Answer:
The Colonists were Murdered
Explanation:
"In 1607, Captain John Smith tried to uncover what happened at Roanoke. He claimed that Chief Powhatan told him that he killed the people of the colony to retaliate against them for living with another tribe that refused to ally with him. Allegedly, Powhatan showed Smith items he took from Roanoke to support his story, including a musket barrel and a brass mortar and pestle. By 1609, this story reached England, and King James and the Royal Council blamed Powhatan for the missing colonists.
William Strachey seemed to back up the story, confirming the slaughter with his investigation in his work The Historie of Travaile Into Virginia Britannia. Powhatan claimed that he ordered the killings because there was a prophecy that he would be conquered and overthrown by people from that area.
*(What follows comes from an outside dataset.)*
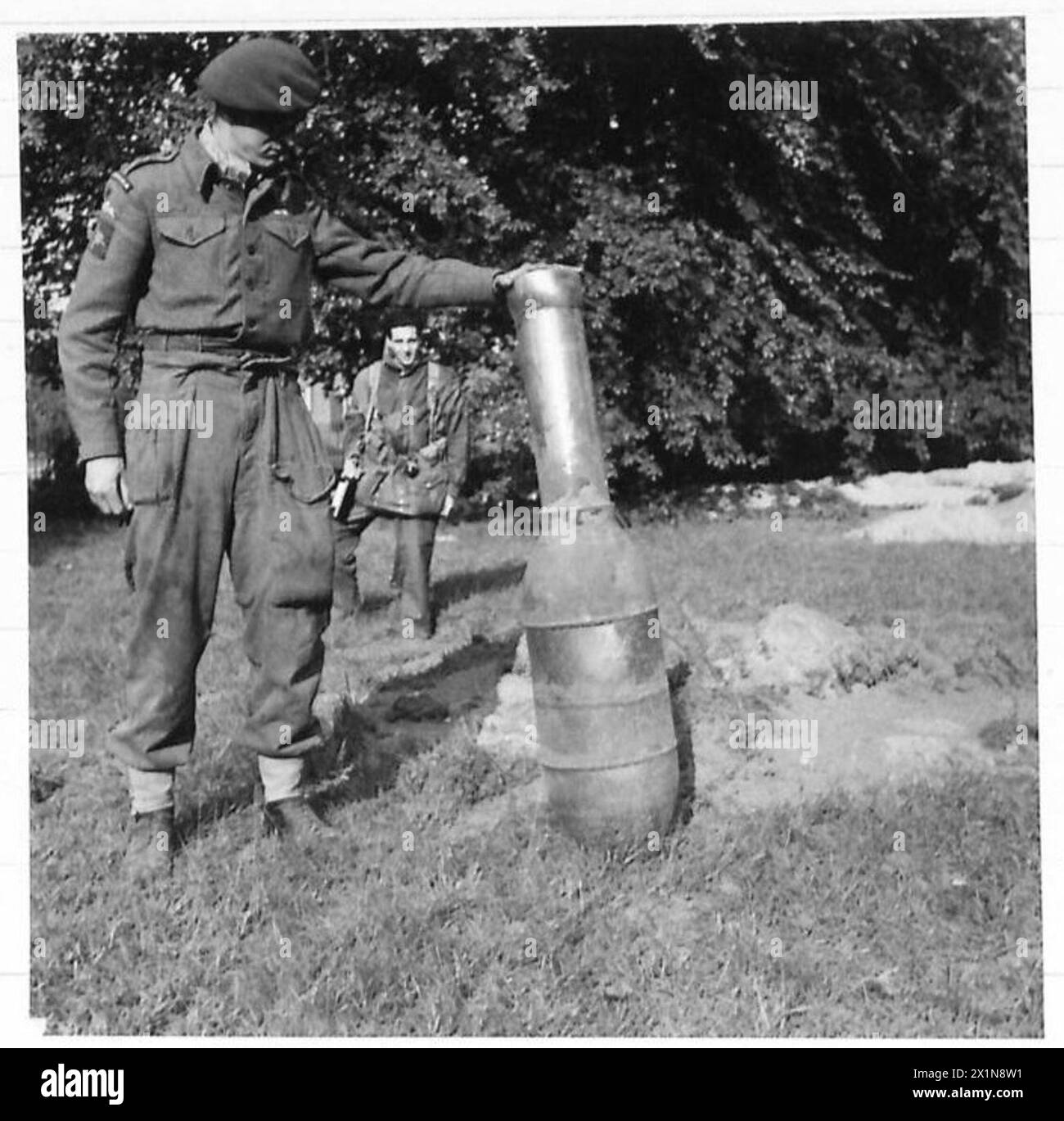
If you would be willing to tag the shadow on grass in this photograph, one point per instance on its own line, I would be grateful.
(453, 589)
(464, 584)
(678, 677)
(407, 716)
Contemporary historians and anthropologists dispute this story because there were never any bodies or archaeological evidence found to support the claim, but it has persisted for more than four hundred years.
Recently, author and researcher Brandon Fullam has reexamined Smith and Strachey’s sources and has suggested that the Powhatan massacre could have been the 15 settlers left behind from the second expedition, still leaving the mystery of Roanoke unsolved."
-History Collection
Jannsiksnsndmdkdndnsnsksk
Answer: In April 1974, the House Judiciary Committee subpoenaed the tapes of 42 White House conversations that dealt with the 1972 break-in at the Democratic National Committee’s headquarters at the Watergate Office Building and the subsequent attempted cover up.
At the end of that month, President Richard Nixon released edited transcripts of the White House tapes, citing executive privilege and national security as the reason he needed to withhold certain material. The Democratic-led Judiciary Committee, however, rejected the redacted transcripts, saying that they failed to comply with the subpoena.